In the case, Independent Rough Terrain Center, LLC (IRTC) challenged the Army’s decision to award a follow-on production contract to Taylor Defense Products, LLC (TDP) for the modernization of rough terrain container handlers (RTCH), which the Army uses to move shipping containers. Both IRTC and TDP had been awarded OTA agreements for initial prototypes, and because both prototypes were successful, the Army was authorized under the OTA statute, 10 U.S.C. § 4022, to limit the selection process of contractors for the follow-on production contract to IRTC and TDP. Under that statutory provision, for the follow-on production contract the Army had the choice to use the OT authority used in the prototype awards or the FAR authority used in typical procurement contracts. The Army selected the former.

After the Army made award to Taylor, IRTC filed an agency-level protest, which was dismissed after the agency committed to take corrective action. The Army then notified IRTC that its sam.gov registration had lapsed while the OT award was pending. The CFC protest followed.

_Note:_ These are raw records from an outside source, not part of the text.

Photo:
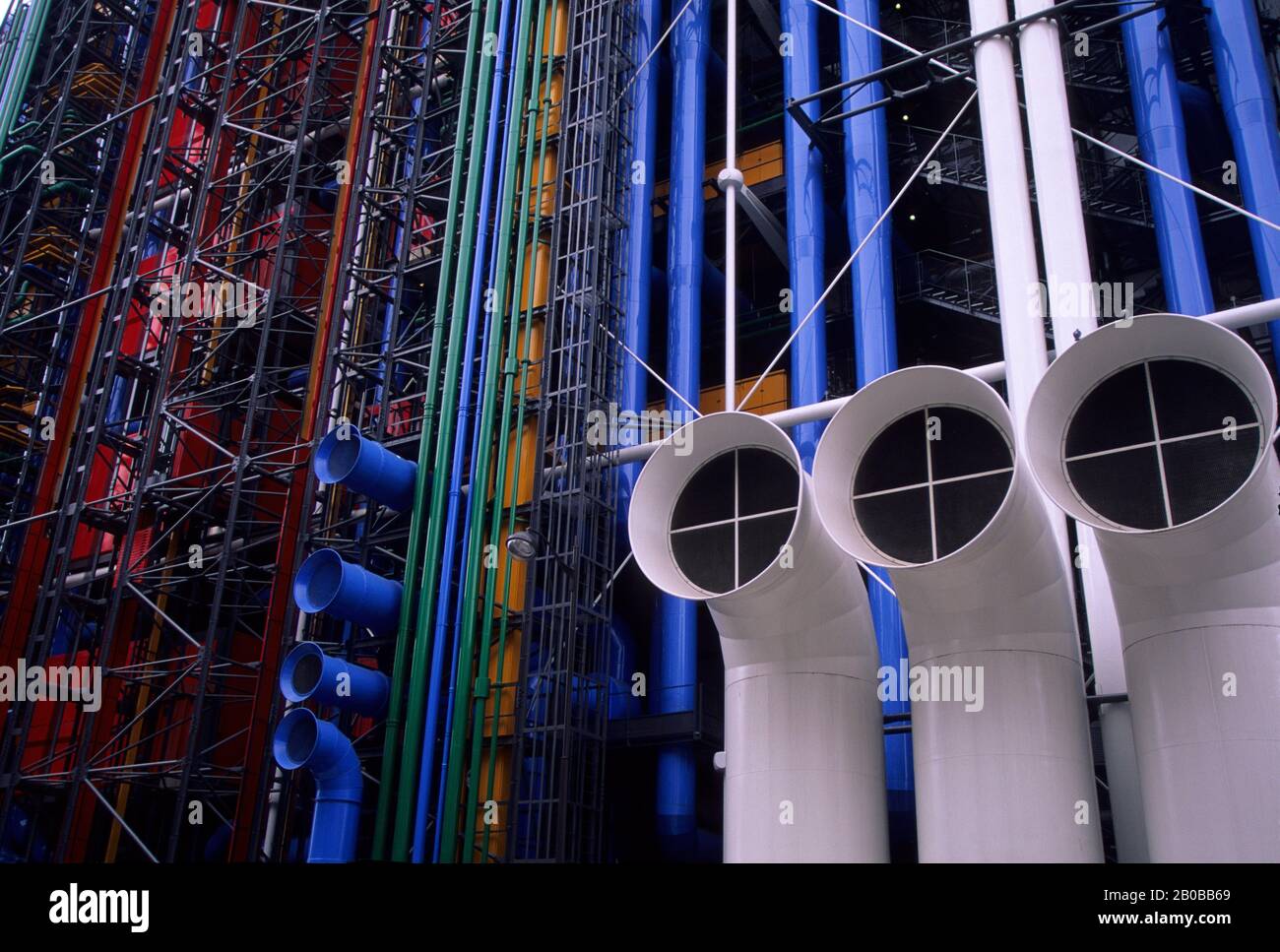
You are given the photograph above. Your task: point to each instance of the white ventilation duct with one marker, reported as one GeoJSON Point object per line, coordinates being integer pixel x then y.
{"type": "Point", "coordinates": [1159, 435]}
{"type": "Point", "coordinates": [918, 474]}
{"type": "Point", "coordinates": [724, 513]}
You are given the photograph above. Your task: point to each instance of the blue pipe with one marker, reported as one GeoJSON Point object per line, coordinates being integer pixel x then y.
{"type": "Point", "coordinates": [713, 290]}
{"type": "Point", "coordinates": [639, 286]}
{"type": "Point", "coordinates": [643, 164]}
{"type": "Point", "coordinates": [303, 739]}
{"type": "Point", "coordinates": [363, 466]}
{"type": "Point", "coordinates": [1249, 107]}
{"type": "Point", "coordinates": [866, 195]}
{"type": "Point", "coordinates": [1163, 141]}
{"type": "Point", "coordinates": [677, 670]}
{"type": "Point", "coordinates": [805, 224]}
{"type": "Point", "coordinates": [448, 555]}
{"type": "Point", "coordinates": [329, 584]}
{"type": "Point", "coordinates": [308, 673]}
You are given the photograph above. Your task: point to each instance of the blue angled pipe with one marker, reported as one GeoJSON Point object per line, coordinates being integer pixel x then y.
{"type": "Point", "coordinates": [366, 468]}
{"type": "Point", "coordinates": [1161, 131]}
{"type": "Point", "coordinates": [342, 589]}
{"type": "Point", "coordinates": [1249, 109]}
{"type": "Point", "coordinates": [308, 673]}
{"type": "Point", "coordinates": [677, 662]}
{"type": "Point", "coordinates": [866, 195]}
{"type": "Point", "coordinates": [805, 224]}
{"type": "Point", "coordinates": [303, 739]}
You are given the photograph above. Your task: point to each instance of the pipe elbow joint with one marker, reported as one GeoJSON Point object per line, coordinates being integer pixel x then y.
{"type": "Point", "coordinates": [308, 673]}
{"type": "Point", "coordinates": [305, 741]}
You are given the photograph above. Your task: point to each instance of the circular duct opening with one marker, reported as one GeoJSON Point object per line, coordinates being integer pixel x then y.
{"type": "Point", "coordinates": [336, 457]}
{"type": "Point", "coordinates": [930, 481]}
{"type": "Point", "coordinates": [1160, 443]}
{"type": "Point", "coordinates": [295, 738]}
{"type": "Point", "coordinates": [733, 517]}
{"type": "Point", "coordinates": [306, 673]}
{"type": "Point", "coordinates": [318, 581]}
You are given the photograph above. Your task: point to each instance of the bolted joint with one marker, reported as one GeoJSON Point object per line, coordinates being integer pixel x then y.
{"type": "Point", "coordinates": [730, 178]}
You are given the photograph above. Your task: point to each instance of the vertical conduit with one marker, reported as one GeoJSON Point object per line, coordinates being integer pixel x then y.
{"type": "Point", "coordinates": [461, 448]}
{"type": "Point", "coordinates": [866, 195]}
{"type": "Point", "coordinates": [1163, 141]}
{"type": "Point", "coordinates": [677, 670]}
{"type": "Point", "coordinates": [644, 141]}
{"type": "Point", "coordinates": [805, 214]}
{"type": "Point", "coordinates": [1249, 107]}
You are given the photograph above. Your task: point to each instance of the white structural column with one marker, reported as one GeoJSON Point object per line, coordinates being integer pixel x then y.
{"type": "Point", "coordinates": [1197, 597]}
{"type": "Point", "coordinates": [1003, 772]}
{"type": "Point", "coordinates": [1022, 319]}
{"type": "Point", "coordinates": [1066, 255]}
{"type": "Point", "coordinates": [731, 179]}
{"type": "Point", "coordinates": [804, 751]}
{"type": "Point", "coordinates": [1073, 312]}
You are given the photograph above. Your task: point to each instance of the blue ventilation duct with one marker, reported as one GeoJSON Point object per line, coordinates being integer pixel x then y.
{"type": "Point", "coordinates": [677, 663]}
{"type": "Point", "coordinates": [308, 674]}
{"type": "Point", "coordinates": [366, 468]}
{"type": "Point", "coordinates": [1157, 111]}
{"type": "Point", "coordinates": [866, 195]}
{"type": "Point", "coordinates": [805, 222]}
{"type": "Point", "coordinates": [643, 166]}
{"type": "Point", "coordinates": [639, 294]}
{"type": "Point", "coordinates": [1249, 107]}
{"type": "Point", "coordinates": [342, 589]}
{"type": "Point", "coordinates": [303, 739]}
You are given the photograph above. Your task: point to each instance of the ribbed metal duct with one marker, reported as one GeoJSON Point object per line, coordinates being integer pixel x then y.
{"type": "Point", "coordinates": [1159, 435]}
{"type": "Point", "coordinates": [724, 513]}
{"type": "Point", "coordinates": [918, 474]}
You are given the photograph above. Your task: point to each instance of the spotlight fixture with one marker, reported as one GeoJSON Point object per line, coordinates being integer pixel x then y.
{"type": "Point", "coordinates": [526, 545]}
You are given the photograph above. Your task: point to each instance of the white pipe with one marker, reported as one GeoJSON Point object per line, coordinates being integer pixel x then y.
{"type": "Point", "coordinates": [804, 777]}
{"type": "Point", "coordinates": [1073, 312]}
{"type": "Point", "coordinates": [1197, 599]}
{"type": "Point", "coordinates": [1003, 772]}
{"type": "Point", "coordinates": [1022, 323]}
{"type": "Point", "coordinates": [1232, 319]}
{"type": "Point", "coordinates": [1061, 218]}
{"type": "Point", "coordinates": [731, 180]}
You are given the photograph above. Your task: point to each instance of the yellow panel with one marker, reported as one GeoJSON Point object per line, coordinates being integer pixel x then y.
{"type": "Point", "coordinates": [533, 383]}
{"type": "Point", "coordinates": [528, 460]}
{"type": "Point", "coordinates": [557, 94]}
{"type": "Point", "coordinates": [542, 274]}
{"type": "Point", "coordinates": [502, 794]}
{"type": "Point", "coordinates": [769, 398]}
{"type": "Point", "coordinates": [559, 16]}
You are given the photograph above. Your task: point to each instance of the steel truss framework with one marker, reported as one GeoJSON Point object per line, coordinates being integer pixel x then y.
{"type": "Point", "coordinates": [376, 368]}
{"type": "Point", "coordinates": [562, 691]}
{"type": "Point", "coordinates": [56, 175]}
{"type": "Point", "coordinates": [184, 593]}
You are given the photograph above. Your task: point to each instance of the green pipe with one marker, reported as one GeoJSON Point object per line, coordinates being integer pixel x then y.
{"type": "Point", "coordinates": [504, 425]}
{"type": "Point", "coordinates": [392, 746]}
{"type": "Point", "coordinates": [26, 59]}
{"type": "Point", "coordinates": [408, 784]}
{"type": "Point", "coordinates": [462, 686]}
{"type": "Point", "coordinates": [13, 37]}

The government moved to dismiss, arguing that by the text of the OT statute, those actions are not procurements, therefore the Court of Federal Claims did not have bid protest jurisdiction under the Tucker Act, 42 U.S.C. § 1492(b), because that jurisdiction is limited to procurements. IRTC argued that because the Army intended to procure goods and services under the follow-on production contract, it was a procurement under applicable precedent, irrespective of the authority used. And even if it was not itself a procurement, IRTC argued that the production contract was “in connection with” a procurement such that the court had Tucker Act jurisdiction.

The court agreed with IRTC, holding that while OT agreements may not be contracts, cooperative agreements, or grants, and although they are not governed by the FAR, they do fall under CFC’s bid protest jurisdiction, which is not limited to only FAR-based contracts. Using the broad definition of “procurement” applied by the Federal Circuit to CFC’s jurisdictional statute, Judge Davis concluded that “[the Army’s] choice of follow-on production under § 4022(f)(5) is not between a non-procurement (i.e., under OT authority) or a procurement (i.e., under FAR authority), it is between two different authorities for ‘acquiring property or services.’” Importantly, the court noted that there is a material distinction between OT prototype awards, over which the opinion concluded CFC has no jurisdiction, and follow-on production contracts, which it does.   

Conclusion

While it remains to be seen whether this decision will be followed (judges at CFC are not bound by one another’s decisions), hopefully this well-written decision will establish a jurisdictional foundation relating to follow-on OT awards that will give industry confidence that they can seek relief in at least one venue for violations relating to this category of OT awards.  Further, this development should be welcomed by the government, as the lack of meaningful judicial relief for violations relating to follow-on production OT awards undermines one of the main purposes of the OT authority as the inability to challenge improper OT awards dismissing the interest of non-traditional government contractors in investing time and resources in much-needed government R&D and prototyping efforts.